Pool offer by Northlake

Maree Baker-Galloway.
Maree Baker-Galloway.
The developers of the huge Northlake subdivision planned for a site northeast of Wanaka are making a concerted bid to host the town's proposed multimillion-dollar community swimming pool.

The idea of siting the pool among the proposed 1700 sections at Northlake came late, behind building it at the Three Parks subdivision or on the existing pool site next to Mt Aspiring College, in Plantation Rd.

A Queenstown Lakes District Council plan change decision earlier this year committed Northlake to providing a 20m-25m lap pool, gym, tennis court and children's play area.

However, the Northlake developers are pushing for the pool to be the community pool, and are offering the council a 50-year lease arrangement.

The council is in favour of the long-standing Three Parks site for an $11.8 million, eight-lane lap pool and learners' pool.

But before making its final decision, it is consulting the public about the location, size, start date and cost.

It met yesterday to iron out the final version of its ''statement of proposal'' consultation document, but before discussion began, Northlake lawyer Maree Baker-Galloway challenged some of the information the council was using, concerned at ''errors and important omissions''.

She said the council document did not highlight the company's suggestion the Northlake lease proposal would save the council from borrowing, and that after 50 years the pool would be sold to the council for $1.

She claimed the council would save ratepayers money by paying rent to Northlake rather than borrowing money to build the pool itself.

Ms Baker-Galloway also disputed the council's revenue predictions.

''[The] combination of over-estimating the cost of Northlake and underestimating revenue makes the Northlake option look more expensive to ratepayers.

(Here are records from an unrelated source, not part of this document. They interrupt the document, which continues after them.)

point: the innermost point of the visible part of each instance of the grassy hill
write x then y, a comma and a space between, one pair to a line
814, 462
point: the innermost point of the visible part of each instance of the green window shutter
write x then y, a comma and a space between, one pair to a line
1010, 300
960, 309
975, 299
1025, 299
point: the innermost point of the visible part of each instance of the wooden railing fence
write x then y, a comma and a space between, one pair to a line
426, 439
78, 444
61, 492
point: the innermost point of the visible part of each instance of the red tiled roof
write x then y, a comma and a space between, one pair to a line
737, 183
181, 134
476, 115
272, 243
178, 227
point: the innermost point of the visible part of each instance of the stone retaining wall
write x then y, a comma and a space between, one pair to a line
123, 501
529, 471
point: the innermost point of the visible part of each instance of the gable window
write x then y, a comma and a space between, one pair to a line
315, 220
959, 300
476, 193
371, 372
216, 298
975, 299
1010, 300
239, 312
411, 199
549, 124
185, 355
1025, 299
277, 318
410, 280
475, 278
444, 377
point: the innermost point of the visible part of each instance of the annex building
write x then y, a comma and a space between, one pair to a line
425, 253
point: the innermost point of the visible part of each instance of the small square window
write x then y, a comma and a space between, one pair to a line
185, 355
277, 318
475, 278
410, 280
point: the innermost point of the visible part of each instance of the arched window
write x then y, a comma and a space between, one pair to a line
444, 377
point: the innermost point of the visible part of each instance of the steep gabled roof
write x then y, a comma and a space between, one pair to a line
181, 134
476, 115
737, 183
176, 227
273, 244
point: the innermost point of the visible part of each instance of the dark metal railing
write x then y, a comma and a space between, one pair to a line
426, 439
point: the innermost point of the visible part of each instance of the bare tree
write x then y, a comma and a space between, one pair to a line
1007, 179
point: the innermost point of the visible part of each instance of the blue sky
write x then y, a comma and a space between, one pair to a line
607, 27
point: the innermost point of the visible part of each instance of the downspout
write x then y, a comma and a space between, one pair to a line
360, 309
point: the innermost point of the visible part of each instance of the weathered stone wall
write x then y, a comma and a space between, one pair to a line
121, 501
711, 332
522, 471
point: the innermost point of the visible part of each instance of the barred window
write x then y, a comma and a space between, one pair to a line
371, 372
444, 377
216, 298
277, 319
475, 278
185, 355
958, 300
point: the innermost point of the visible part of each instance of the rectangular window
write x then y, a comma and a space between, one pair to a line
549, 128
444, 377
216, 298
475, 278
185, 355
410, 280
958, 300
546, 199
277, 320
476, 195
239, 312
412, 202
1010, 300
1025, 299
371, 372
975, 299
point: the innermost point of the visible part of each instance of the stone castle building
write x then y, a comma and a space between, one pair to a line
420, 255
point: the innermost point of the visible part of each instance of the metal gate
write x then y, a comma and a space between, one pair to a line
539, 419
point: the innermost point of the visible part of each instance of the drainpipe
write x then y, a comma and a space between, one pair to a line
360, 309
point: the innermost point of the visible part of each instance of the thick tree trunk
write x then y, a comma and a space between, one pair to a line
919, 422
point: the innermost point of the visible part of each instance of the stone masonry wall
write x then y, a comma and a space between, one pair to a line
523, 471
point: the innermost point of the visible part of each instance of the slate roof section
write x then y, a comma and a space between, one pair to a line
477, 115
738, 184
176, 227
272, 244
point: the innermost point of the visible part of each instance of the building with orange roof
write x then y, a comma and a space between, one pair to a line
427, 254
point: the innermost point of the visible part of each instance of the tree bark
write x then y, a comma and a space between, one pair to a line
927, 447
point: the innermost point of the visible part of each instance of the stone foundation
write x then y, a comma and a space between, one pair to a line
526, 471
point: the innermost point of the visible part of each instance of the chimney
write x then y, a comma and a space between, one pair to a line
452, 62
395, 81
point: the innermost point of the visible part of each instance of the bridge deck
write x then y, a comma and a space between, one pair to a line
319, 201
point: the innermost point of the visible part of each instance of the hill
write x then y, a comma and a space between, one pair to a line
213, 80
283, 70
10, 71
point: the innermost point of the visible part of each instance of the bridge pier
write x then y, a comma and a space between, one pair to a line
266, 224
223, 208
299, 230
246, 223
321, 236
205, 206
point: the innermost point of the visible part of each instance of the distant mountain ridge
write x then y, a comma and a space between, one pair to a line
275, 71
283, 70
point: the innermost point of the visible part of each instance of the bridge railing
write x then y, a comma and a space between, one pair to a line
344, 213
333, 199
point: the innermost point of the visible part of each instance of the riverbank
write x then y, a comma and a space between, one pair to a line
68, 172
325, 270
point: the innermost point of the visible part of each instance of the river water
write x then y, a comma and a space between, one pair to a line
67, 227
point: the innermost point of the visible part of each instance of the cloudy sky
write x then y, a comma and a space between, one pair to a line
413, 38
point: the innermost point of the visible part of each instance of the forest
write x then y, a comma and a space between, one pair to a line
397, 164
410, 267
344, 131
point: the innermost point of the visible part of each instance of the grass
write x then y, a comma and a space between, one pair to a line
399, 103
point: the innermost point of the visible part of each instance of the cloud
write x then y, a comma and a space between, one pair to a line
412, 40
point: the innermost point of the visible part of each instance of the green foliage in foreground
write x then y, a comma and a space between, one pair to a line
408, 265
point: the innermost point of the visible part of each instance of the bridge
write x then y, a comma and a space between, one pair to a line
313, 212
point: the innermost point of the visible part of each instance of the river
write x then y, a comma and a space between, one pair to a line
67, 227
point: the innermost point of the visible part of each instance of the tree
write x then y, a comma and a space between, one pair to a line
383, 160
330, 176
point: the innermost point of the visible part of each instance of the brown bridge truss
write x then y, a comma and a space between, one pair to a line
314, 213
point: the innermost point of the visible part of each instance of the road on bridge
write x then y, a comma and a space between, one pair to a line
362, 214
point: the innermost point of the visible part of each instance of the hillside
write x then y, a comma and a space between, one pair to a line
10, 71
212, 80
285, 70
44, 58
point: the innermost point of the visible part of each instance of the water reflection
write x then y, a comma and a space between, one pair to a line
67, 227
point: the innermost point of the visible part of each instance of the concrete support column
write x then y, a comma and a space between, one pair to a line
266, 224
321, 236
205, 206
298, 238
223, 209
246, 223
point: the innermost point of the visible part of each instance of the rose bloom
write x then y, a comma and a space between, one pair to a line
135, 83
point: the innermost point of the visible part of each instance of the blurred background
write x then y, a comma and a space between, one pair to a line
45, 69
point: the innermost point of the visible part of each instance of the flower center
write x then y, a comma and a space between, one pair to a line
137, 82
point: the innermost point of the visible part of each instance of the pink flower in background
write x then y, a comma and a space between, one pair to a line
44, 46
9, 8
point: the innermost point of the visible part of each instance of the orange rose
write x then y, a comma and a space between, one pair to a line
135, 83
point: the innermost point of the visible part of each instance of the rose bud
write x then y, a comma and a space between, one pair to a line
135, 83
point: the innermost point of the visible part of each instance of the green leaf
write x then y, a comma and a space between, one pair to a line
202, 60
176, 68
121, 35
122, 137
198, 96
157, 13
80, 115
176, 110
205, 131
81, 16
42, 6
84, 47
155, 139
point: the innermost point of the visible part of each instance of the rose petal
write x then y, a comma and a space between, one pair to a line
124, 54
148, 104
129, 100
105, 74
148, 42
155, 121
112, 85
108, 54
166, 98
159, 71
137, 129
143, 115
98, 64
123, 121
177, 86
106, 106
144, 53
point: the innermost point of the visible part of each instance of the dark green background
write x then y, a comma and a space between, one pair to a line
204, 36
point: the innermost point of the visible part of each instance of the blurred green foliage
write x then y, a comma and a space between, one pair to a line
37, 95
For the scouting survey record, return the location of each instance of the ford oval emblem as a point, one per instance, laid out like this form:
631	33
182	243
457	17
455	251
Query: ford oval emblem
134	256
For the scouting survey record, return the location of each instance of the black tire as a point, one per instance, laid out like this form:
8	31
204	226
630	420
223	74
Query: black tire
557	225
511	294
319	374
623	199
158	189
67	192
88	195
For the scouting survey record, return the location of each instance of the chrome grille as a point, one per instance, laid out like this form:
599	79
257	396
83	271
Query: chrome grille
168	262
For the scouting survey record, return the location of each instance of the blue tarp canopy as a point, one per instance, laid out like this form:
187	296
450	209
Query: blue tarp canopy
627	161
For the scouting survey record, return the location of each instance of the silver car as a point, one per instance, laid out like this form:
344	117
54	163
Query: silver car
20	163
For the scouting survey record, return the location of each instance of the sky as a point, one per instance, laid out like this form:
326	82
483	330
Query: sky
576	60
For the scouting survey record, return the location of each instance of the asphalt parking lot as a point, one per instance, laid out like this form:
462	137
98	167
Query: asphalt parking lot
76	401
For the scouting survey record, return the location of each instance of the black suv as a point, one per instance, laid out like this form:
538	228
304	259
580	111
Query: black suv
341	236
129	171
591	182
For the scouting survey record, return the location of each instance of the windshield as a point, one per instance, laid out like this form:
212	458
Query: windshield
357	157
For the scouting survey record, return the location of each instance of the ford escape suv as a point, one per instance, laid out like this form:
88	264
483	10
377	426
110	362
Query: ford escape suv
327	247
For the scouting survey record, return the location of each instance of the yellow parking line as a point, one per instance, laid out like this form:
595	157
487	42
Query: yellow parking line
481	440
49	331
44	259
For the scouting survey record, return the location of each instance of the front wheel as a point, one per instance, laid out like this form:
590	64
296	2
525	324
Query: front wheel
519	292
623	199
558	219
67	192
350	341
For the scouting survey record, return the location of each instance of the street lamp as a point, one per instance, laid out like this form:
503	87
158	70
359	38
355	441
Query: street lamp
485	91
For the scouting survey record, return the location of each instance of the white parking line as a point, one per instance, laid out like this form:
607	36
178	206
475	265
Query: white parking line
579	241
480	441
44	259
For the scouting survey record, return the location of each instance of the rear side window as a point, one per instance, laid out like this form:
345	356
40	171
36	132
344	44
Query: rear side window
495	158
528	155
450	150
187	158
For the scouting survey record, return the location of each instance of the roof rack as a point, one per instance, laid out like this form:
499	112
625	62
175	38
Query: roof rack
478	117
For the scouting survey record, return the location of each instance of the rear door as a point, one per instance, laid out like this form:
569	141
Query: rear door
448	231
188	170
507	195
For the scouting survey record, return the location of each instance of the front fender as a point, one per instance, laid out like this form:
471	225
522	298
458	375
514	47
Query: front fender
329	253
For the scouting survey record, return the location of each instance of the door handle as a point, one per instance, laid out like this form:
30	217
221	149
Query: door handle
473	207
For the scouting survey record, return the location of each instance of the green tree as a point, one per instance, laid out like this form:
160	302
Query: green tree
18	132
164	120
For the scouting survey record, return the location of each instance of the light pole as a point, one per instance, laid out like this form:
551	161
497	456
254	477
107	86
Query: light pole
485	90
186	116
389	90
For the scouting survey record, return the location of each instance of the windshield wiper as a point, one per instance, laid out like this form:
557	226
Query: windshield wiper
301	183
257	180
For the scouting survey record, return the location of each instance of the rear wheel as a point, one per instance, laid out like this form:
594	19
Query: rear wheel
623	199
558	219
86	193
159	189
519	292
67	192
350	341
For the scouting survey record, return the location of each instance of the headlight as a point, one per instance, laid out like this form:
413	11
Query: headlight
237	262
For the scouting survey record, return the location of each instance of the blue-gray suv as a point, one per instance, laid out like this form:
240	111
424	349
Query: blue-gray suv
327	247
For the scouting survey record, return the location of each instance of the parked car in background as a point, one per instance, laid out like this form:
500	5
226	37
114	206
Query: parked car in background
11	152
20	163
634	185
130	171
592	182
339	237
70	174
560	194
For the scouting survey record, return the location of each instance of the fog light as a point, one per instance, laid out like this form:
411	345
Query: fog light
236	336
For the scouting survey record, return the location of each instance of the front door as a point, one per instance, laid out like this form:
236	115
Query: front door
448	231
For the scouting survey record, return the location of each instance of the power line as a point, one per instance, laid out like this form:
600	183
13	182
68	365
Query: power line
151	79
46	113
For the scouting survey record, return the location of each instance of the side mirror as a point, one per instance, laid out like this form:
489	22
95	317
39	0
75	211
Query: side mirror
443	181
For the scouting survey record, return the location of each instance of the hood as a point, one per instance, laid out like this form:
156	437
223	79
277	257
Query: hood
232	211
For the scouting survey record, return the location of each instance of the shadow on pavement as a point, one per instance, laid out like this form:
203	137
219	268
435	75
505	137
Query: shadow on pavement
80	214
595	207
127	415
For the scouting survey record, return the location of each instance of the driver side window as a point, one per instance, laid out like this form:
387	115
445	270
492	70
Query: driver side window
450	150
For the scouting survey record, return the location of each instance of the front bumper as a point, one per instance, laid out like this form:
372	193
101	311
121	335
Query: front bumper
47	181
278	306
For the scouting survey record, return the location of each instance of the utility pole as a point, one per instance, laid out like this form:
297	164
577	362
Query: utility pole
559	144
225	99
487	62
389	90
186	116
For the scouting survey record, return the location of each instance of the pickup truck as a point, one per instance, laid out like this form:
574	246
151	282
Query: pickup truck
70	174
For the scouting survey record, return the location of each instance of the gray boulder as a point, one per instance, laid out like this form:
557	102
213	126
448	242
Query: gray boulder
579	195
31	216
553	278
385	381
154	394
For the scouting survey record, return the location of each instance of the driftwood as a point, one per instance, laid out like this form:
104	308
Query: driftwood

That's not accurate and not based on best available information.''

However, QLDC general manager, operations, Ruth Stokes said the document contained all the Northlake information the council had been provided with in writing and the Northlake proposal would still mean the council would have to borrow money.

Council chief executive Adam Feeley pointed out that by Northlake building the pool and leasing it to the council, the council avoided the risks associated with a blow-out in the construction budget.

The consultation document would be sent to the Auditor-general's office for feedback before going out to the public, he said.